11 & 12. There should be at least a half-inch of clearance for the driveshaft not to rub during rotation and suspension movement. We hammered-in the inlet edge body of the DynoMax Ultra Flo's for sufficient clearance. You don't want to ruin your new driveshaft.
13. QA1 informed us the bonding area of the driveshaft yokes should not exceed 200 degrees. X-pipes will produce more heat than H-pipes, so we used exhaust heat wrap we had laying around. Testing with a temperature gun was performed many times. The hottest readings we recorded were 185 degrees after a few full throttle blasts.
14. At the time of our steel driveshaft fatality, the QA1 carbon-fiber shaft would not be available for our application for two months.
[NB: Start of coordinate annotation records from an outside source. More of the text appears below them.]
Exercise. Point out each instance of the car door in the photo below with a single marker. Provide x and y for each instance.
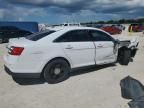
(106, 48)
(78, 47)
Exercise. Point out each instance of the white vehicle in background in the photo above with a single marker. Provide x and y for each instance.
(53, 53)
(71, 24)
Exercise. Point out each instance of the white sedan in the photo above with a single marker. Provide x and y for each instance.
(53, 53)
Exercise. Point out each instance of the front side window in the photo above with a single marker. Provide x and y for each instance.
(100, 36)
(74, 36)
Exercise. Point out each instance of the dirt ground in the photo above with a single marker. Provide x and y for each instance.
(92, 87)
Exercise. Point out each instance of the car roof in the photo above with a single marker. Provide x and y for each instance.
(73, 28)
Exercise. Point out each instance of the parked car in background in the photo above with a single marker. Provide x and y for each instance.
(136, 28)
(111, 29)
(17, 29)
(7, 32)
(120, 26)
(52, 54)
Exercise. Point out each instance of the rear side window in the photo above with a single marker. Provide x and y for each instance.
(39, 35)
(74, 36)
(100, 36)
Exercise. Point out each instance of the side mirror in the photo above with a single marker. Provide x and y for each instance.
(117, 41)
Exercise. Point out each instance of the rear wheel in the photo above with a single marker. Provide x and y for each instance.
(124, 57)
(56, 71)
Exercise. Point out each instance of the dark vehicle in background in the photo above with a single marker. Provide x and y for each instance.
(10, 30)
(7, 32)
(111, 30)
(136, 28)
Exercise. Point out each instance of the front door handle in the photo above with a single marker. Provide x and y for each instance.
(69, 47)
(100, 46)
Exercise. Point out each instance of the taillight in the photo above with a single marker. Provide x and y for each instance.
(15, 50)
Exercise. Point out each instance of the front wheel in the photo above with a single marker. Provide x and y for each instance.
(56, 71)
(124, 57)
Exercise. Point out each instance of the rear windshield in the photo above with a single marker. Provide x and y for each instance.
(39, 35)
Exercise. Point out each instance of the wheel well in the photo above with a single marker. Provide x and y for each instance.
(55, 59)
(122, 49)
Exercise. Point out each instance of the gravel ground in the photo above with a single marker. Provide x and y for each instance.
(86, 88)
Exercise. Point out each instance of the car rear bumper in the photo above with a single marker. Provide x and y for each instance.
(22, 75)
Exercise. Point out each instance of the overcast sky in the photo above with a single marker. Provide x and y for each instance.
(60, 11)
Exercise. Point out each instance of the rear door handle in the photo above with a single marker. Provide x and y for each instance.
(100, 46)
(69, 47)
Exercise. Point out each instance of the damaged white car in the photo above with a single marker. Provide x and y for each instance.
(53, 53)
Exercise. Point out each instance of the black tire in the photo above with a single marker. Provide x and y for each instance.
(125, 56)
(50, 74)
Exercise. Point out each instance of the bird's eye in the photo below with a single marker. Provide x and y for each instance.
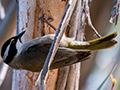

In the meantime we ordered another steel shaft with .083-inch wall thickness and 1350 series U-joints. Money wasted for the two steel shafts and TTi exhaust parts was more costly than if we first ordered the QA1 shaft—plus no damage.
15. A carbon fiber driveshaft accelerates faster than a steel driveshaft due to its lower mass and lower inertia. Our friends at Tune Time Performance welcomed us to test the two driveshafts on their chassis dyno. The steel shaft showed us 367 lb-ft and 413 hp. Swapping to the carbon fiber shaft showed us 373 lb-ft and 424 hp. Gains like that should be worth over a tenth at the strip and some piece of mind knowing we have a safer ride and smoother running.